CULTIVATING INDIFFERENCE

"Numbness is also an emotion, and when cultivated and pondered, a very fine one "- Z. von Roretz

When you cultivate indifference you don't concede to big business, you don't get entangled in brokering for either side, unions, workers or industrialists.  None of them should have any bearing on the Ekklesia, Senate, or House of Lords.  The politician should primarily be  philosopher, indifferent to these parties and deferred to by them.  Tony Benn is an example someone who's entire understanding is based on Puritan righteousness, Cromwellian democracy, forms of English cant completely uninformed by Heraclitus, Plato or Aristotle - who were indifferent, informed and engaged seamlessly.  Philosophising does not necessarily result in a tenacious and dynamic society.  England has undoubtedly fared better over the centuries without any philosophical bent, but now as big business, so pragmatic in it's application, so methodical in it's logic dictates the terms, we need Sophia.  Its certainly odd that educated people not interested in politics "because its a waste of my time" are allowed to vote with their poor derivative opinions.  


afterword
T.B. says that Marx was like an old testament prophet.  I agree, although without the powers of Elijah or Moses, and with all the bigotry of Leviticus.   There is a reason the gospels are in the New testament:  because the old testament became a fundamentalist, male-orientated statement of aggression and domineering stultification.  This is why Christ was the new testament, the liberator, why John was the Revelator.  
Back to Benn;  Puritan righteousness begun possibly in England with Wycliffe, which led from the Lollards then much later the non-conformist Diggers, Ranters, Levellers and Fifth monarchists.
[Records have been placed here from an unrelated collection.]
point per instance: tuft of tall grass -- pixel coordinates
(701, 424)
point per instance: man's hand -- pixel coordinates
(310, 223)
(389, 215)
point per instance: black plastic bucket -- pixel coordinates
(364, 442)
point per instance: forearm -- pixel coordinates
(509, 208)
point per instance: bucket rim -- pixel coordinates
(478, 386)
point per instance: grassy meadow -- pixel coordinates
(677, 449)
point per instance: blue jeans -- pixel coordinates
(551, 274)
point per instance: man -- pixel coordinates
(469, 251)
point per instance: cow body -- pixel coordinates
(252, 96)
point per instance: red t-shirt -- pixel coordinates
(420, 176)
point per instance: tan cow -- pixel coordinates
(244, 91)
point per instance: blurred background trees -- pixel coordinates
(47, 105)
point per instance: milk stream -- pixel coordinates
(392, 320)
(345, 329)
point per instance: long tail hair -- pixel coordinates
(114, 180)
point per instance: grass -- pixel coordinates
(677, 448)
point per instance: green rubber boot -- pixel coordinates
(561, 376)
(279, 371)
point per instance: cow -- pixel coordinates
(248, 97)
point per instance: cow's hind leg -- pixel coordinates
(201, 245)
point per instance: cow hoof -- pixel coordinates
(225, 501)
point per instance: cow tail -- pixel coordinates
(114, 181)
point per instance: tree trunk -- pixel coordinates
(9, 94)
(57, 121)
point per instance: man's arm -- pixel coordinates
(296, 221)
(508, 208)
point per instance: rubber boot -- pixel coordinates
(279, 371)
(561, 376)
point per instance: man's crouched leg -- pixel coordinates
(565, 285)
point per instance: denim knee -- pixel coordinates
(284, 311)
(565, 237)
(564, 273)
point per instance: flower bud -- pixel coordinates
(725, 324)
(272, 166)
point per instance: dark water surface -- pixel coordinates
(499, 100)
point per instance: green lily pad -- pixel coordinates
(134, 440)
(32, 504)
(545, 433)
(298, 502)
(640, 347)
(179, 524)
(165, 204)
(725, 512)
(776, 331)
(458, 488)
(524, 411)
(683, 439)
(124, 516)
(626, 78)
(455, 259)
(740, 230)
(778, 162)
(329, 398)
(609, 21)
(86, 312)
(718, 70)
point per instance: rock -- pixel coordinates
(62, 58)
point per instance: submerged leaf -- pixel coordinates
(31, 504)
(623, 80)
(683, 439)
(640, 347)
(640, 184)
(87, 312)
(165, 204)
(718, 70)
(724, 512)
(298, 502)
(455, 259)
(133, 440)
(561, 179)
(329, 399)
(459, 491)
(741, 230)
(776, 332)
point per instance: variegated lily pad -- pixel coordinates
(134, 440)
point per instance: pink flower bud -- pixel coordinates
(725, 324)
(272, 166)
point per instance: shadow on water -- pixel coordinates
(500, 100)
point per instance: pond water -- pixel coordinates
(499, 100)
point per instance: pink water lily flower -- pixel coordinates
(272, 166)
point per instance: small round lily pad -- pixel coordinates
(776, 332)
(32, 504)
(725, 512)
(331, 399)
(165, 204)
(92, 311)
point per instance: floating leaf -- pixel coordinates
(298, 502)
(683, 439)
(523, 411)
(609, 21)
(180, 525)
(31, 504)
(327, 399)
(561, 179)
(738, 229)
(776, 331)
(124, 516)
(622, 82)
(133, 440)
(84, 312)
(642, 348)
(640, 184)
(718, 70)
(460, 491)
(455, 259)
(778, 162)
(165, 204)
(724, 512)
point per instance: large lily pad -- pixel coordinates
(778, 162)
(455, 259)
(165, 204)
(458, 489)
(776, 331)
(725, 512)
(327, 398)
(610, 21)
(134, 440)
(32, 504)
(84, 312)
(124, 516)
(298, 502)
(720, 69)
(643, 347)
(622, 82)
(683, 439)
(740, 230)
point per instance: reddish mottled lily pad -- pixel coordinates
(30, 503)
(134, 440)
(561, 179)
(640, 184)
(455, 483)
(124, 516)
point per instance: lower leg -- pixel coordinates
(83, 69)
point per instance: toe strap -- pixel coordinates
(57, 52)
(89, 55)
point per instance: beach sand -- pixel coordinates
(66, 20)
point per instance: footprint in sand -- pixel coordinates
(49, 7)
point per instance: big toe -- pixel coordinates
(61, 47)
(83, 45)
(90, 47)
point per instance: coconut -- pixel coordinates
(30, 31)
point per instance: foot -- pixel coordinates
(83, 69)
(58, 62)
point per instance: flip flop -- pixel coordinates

The trouble is they believed they had found truth over and above the prevailing society and its Lords and leaders.  It was bible-based interpretation underlying their beliefs.  Their interpretation which could contradict others and which could be also be countered by the Bible itself.  So, its an intellectual argument in which faith was subsidary.  Are they not as those reffered to in Luke (18:9) "which trusted in themselves that they were righteous, and despised others".  Oh..& the English civil war was helped by a huge obsession with the year 1666 (just 'round the corner).  The end was nigh (Yet it always was thus).   The downside with all this setting oneself up alone, brooding with your own conscience,  only finding righteousness, is that it leads to losing touch with human condition, compassion and thus, humanity (community) and the embrace of sheer ego. It could be argued that inversely it begins with opting out of human community, the anti-social which only can produce anti social behaviour (futile schisms based nothing more than self-assertion).  
Marx, like an old testament prophet, like Luther, thought the people, as a mass, were idiots.  They needed the prophet to show them righteousness and to command them to stop worshipping idols.  This leads us directly to Cromwell.  Of course the Nazi's were predominantly voted in by a Lutheran majority populace...and Luther himself ended his days bawling for jewish blood to be spilled, publishing possibly the first properly anti-semitic book, asking for their shops to be torched, because they just wouldn't drop their jewishness for his church, the church of christ without the virgin.  Methinks, not a coincidence.  One does notice that Lutherans are pretty mum about it though.